Qarase had no vested interests: LawyerBy FONUA TALEI
Charges being appealed
Laisenia Qarase was found guilty in the High Court on July 31 last year for six counts of abuse of office and three counts of discharge of duty with respect to property in which he allegedly had a private interest.
New appeal lawyer
Chair of the Victoria Criminal Bar and Queens Counsel (QC) Remy van de Wiel, made submissions in the Fiji Court of Appeal yesterday on the lack of correlation made in the presiding judge’s summing up of Laisenia Qarase’s case.
Addressing the Court yesterday, QC Wiel, who is representing the former Prime Minister in his appeal of conviction, said the learned trial judge in his judgment analysis, failed to relate the law to the facts of the case.
He said the Fijian Holdings Limited as a company encouraged the indigenous people to separate themselves from communalisation.
Referring to the company’s memorandum of association in trial exhibits, he said it was a company involved in financing investment in other companies, adding there was no trading of any sort involved.
While making reference to page 35 of Appeal Book two, QC Wiel, highlighted the need for a general notice to be issued by any board member who wished to take up dealings with the company.
However, he mentioned that there were no specific details as to the form of which the notice was to be given prior to any submission of application for shares by board members.
He stated the Fijian Holdings Limited received applications for shares from interested companies, after which the then board secretary Sitiveni Weleilakeba, conducted background checks on the applicants with respect to their financials, membership, and if shareholders were registered under the iVola Ni Kawa Bula (VKB) or not.
Further, he said applications that met all requirements were then forwarded for approval by the board during board meetings.
Referring to his client’s relation to companies Q-Ten, Mavana Investment Limited, and Cicia Plantation and Co-op Society Limited, QC Wiel, said his client did not hold shares in the companies, was not paid and his association to the province was known by top board members.
Adding, it amounted to sufficient general notice on Qarase’s behalf.
On the issue of declaration of interest in aforementioned companies, QC Wiel submitted that it was the secretary’s duty to note in the minutes what is discussed during board meetings, however these were not written in finer details in the board minutes.

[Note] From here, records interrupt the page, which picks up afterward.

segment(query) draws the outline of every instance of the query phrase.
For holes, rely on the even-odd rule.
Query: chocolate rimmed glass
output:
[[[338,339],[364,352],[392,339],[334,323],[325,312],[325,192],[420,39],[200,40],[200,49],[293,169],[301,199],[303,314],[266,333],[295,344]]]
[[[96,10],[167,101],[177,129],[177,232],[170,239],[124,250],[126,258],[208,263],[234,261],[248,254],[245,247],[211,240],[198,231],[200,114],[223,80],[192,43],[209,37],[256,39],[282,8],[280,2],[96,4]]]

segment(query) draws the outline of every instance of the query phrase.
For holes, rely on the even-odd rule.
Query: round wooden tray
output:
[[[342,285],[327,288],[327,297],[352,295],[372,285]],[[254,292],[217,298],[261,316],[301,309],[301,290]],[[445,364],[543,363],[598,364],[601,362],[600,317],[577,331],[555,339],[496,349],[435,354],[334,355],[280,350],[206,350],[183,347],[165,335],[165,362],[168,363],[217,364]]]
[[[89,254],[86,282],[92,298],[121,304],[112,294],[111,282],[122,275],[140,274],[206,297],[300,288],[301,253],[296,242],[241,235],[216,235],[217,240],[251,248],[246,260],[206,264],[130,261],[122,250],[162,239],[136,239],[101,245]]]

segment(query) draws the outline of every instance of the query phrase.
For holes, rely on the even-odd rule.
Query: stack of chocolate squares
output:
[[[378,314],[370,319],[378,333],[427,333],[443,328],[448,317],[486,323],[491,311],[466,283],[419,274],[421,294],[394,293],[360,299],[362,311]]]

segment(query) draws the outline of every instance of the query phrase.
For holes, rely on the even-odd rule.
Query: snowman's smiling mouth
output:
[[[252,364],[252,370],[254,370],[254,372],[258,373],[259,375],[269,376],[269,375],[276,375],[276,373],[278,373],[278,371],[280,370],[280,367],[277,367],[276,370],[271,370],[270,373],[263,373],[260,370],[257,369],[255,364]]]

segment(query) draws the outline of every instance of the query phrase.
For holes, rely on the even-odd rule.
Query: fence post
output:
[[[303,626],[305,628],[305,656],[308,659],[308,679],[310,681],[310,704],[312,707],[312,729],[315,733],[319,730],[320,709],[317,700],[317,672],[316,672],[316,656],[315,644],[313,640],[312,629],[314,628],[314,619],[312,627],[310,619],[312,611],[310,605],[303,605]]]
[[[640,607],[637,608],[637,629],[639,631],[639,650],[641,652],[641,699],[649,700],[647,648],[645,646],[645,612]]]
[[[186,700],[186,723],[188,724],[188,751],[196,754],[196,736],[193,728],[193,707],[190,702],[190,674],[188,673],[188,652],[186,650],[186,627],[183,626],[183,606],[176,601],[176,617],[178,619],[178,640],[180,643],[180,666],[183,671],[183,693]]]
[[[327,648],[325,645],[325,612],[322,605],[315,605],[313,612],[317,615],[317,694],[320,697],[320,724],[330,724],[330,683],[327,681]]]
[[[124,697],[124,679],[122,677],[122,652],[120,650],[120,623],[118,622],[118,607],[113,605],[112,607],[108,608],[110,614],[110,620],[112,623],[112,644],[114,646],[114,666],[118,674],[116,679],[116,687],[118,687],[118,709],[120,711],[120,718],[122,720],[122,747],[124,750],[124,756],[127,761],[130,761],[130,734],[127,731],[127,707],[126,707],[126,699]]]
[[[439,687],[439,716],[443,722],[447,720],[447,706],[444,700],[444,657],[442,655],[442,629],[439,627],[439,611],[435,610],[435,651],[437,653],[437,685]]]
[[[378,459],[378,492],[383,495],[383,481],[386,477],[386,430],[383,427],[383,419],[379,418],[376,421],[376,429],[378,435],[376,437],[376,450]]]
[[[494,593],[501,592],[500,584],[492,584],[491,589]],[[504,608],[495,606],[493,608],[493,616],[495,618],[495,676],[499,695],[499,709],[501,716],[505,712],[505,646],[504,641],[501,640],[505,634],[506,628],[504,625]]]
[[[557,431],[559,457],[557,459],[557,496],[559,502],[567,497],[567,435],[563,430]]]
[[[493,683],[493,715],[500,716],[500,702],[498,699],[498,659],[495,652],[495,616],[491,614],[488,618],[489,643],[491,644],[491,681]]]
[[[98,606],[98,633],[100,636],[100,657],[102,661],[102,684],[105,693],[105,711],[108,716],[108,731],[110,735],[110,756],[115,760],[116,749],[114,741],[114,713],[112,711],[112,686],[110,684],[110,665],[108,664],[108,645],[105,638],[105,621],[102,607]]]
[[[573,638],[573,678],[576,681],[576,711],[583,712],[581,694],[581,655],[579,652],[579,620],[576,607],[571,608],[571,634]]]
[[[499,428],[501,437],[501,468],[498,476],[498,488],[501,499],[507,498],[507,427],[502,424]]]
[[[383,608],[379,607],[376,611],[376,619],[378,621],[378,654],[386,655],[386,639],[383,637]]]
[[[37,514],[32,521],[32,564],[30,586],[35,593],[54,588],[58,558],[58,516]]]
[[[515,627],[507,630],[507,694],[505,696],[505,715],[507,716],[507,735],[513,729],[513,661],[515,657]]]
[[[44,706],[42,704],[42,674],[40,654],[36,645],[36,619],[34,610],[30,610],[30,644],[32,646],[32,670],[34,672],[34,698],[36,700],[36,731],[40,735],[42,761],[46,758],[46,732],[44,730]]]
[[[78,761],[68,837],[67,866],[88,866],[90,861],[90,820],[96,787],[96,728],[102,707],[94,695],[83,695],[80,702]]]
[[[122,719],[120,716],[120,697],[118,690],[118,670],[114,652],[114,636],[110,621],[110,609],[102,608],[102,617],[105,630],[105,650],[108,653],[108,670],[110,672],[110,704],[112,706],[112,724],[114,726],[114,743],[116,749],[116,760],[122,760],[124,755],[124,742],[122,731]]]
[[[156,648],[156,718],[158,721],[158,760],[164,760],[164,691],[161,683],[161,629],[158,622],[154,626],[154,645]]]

He mentioned that there was no record of discussions made during the meetings, voting, and identity of members present, adding that the minute only indicated the board’s resolution at the end of the meetings.
He also mentioned that a letter made by Qarase for Q-Ten company shares could not be disclosed by prosecution during the trial which made it impossible to ascertain whether there was full disclosure or not.
“That company made application for funds to purchase shares, but the application itself could never prejudice anybody because they go to Weleilakeba the secretary of the board, he checks, so it could never have been the subject of any charge,” QC Wiel told the Court.
In a letter dated February 7, 1992 signed by Qarase as director of the Mavana Investment Limited, QC Wiel highlighted what was written saying the company is wholly owned by the people of Mavana from Vanuabalavu in Lau, adding that Qarase is not a shareholder in the company and the village consisted of variety of people through marriage to that village.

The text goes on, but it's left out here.